RH: How are you finding life as an assistant professor?
SC: It’s been a lot of fun, I really enjoy it. In the early years, it definitely takes some time to build up. In the first year, you’re waiting on new equipment to arrive, waiting for the right personnel to join the lab, and it takes some time to get your name out there so that students and postdocs know about you. But it definitely picks up within a year or two. The momentum has picked up a lot, and there are many different projects ongoing in the lab, which is a lot of fun. I also enjoy mentoring students and postdocs and seeing them do well. It’s really nice to attend and present our work at conferences, form new collaborations, and get feedback from others, and often my whole lab (including students, postdocs, and research technicians) gets the chance to go and present on their work as well. It takes time initially and you don’t know when you’ll reach that stage when it starts to just flow, but once you do reach it, after a year or two, it’s very nice to see the work getting published and rewarding to see your students and postdocs do well.
RH: Do you have any advice for prospective or current graduate students?
SC: I would say that choosing a lab where you’re really excited about the research questions is probably most important. You want to be in an environment where you’re excited to go into work every day, and keep working with the cellular or animal models, or whatever the techniques and the systems are in that lab. You want to be really passionate and excited to go in at any time to do the work. And ideally, it wouldn’t feel like work to you — it feels like you’re just having fun. The research questions have to be aligned with your own interests, and your long-term interests. I think that helps keep you motivated and keeps you asking new questions. Even after you’ve answered one, you will be eager to improve it and tackle the next question.

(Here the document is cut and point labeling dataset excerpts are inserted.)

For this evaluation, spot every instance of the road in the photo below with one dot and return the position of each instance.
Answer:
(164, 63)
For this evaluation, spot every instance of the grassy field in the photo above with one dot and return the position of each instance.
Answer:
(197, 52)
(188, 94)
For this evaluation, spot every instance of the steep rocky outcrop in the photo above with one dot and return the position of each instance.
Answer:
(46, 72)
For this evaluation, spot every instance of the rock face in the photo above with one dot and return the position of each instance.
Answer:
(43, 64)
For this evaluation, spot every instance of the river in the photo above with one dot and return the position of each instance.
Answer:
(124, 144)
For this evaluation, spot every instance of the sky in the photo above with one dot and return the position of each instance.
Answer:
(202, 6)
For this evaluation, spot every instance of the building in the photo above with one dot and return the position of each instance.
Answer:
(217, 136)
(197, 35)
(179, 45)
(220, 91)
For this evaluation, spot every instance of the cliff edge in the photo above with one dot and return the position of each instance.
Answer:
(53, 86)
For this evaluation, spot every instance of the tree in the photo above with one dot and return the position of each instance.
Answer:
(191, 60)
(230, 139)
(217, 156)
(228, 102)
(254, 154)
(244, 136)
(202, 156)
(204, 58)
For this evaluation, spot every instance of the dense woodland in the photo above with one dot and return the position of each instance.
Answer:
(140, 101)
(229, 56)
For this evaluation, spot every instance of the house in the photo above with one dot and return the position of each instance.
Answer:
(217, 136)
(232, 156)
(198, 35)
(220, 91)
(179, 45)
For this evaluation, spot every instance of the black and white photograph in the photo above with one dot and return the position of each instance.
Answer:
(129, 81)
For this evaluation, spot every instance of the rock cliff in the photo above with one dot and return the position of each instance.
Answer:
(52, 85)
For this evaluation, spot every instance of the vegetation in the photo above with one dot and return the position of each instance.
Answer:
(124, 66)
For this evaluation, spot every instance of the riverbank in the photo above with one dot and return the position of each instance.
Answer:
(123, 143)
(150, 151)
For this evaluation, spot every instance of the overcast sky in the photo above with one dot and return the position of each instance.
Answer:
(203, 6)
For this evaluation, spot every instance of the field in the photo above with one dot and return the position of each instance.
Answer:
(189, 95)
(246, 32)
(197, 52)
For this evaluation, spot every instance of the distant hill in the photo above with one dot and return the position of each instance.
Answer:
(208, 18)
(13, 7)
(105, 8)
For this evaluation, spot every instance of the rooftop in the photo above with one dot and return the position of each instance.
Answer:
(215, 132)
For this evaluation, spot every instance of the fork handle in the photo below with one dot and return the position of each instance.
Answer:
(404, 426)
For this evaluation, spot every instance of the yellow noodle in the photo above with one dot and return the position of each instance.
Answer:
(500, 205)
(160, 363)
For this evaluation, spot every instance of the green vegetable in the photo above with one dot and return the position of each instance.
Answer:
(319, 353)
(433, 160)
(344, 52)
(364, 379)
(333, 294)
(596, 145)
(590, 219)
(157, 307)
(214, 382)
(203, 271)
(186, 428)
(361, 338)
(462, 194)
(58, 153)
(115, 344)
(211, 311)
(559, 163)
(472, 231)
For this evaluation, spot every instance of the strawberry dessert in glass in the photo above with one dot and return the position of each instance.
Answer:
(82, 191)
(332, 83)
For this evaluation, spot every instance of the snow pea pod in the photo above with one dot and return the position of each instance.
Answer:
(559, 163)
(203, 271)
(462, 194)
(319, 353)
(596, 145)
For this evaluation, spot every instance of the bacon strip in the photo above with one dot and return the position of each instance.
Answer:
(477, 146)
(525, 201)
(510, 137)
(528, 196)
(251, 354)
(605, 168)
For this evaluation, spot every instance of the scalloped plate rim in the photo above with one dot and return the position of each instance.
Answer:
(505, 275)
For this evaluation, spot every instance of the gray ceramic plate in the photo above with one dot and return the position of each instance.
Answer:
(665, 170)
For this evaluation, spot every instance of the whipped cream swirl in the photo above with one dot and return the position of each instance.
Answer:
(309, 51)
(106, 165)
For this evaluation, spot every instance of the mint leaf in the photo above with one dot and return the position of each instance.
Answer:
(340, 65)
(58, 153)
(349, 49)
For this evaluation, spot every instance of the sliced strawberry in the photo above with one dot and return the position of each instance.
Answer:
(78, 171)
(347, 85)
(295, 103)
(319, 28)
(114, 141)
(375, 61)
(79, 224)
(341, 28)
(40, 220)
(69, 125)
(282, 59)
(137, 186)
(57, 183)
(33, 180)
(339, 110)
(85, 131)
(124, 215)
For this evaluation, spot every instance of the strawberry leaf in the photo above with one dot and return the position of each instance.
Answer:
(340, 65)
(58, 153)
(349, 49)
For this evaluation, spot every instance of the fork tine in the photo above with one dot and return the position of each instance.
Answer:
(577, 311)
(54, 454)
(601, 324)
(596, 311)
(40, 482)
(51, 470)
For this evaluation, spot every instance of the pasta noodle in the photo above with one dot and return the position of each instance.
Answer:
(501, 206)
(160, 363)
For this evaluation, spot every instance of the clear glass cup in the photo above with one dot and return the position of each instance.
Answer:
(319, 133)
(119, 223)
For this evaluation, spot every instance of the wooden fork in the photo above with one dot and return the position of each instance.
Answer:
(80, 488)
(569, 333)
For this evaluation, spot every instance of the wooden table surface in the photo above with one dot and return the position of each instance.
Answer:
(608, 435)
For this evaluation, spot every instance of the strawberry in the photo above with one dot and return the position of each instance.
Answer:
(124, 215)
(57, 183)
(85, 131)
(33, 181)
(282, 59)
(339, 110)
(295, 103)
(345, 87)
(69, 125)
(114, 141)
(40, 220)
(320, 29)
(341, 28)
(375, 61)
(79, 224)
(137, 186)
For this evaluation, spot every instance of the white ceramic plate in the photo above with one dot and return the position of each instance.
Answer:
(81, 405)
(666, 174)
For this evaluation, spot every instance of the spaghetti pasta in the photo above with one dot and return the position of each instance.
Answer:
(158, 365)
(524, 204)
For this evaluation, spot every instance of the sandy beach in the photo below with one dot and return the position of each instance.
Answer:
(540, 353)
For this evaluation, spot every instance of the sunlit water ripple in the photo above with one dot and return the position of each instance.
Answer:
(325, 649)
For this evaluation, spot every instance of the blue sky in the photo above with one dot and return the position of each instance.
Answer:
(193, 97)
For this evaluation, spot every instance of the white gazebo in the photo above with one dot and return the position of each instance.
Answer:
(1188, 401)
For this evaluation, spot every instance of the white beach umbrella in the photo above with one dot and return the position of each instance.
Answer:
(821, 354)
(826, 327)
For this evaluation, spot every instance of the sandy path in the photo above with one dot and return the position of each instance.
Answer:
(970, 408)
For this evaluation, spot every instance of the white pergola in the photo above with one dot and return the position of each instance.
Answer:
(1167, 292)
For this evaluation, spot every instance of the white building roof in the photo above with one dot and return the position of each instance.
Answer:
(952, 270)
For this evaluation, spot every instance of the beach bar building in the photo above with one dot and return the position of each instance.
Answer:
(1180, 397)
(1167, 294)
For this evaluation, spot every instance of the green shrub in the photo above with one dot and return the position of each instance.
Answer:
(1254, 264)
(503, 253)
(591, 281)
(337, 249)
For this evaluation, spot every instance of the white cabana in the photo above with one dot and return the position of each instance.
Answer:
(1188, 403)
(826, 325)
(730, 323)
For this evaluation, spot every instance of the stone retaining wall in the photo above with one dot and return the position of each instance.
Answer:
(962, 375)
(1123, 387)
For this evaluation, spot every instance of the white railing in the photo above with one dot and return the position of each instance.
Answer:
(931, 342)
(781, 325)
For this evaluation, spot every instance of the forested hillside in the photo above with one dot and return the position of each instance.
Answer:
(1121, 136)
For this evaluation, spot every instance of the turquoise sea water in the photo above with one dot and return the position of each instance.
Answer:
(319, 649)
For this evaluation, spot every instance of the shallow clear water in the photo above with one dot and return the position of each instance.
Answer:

Finding good mentors and collaborators is very important as well. At Berkeley, Harvard, and Stanford, I’ve been really fortunate to have wonderful mentors and collaborations, both within the lab and outside the lab. With new collaborations, you have opportunities to learn new techniques and skill sets that are outside of your own space that may help you address a scientific question in a new way. I would say: seek good mentors and collaborators, and make sure you’re excited about the science that you are working on.
RH: What do you enjoy doing outside of work?
SC: My husband and I have a four-year-old daughter. Spending time with her is very enjoyable. It’s so fun to watch her grow, especially being in the neurodevelopmental field. When she was a baby, I could see all those things happening so quickly — the brain is developing so fast — and how important environmental enrichment can be for a young baby’s brain development. I like spending time with our daughter and family, being outdoors at parks or taking long walks, and exploring restaurants in the Bay Area.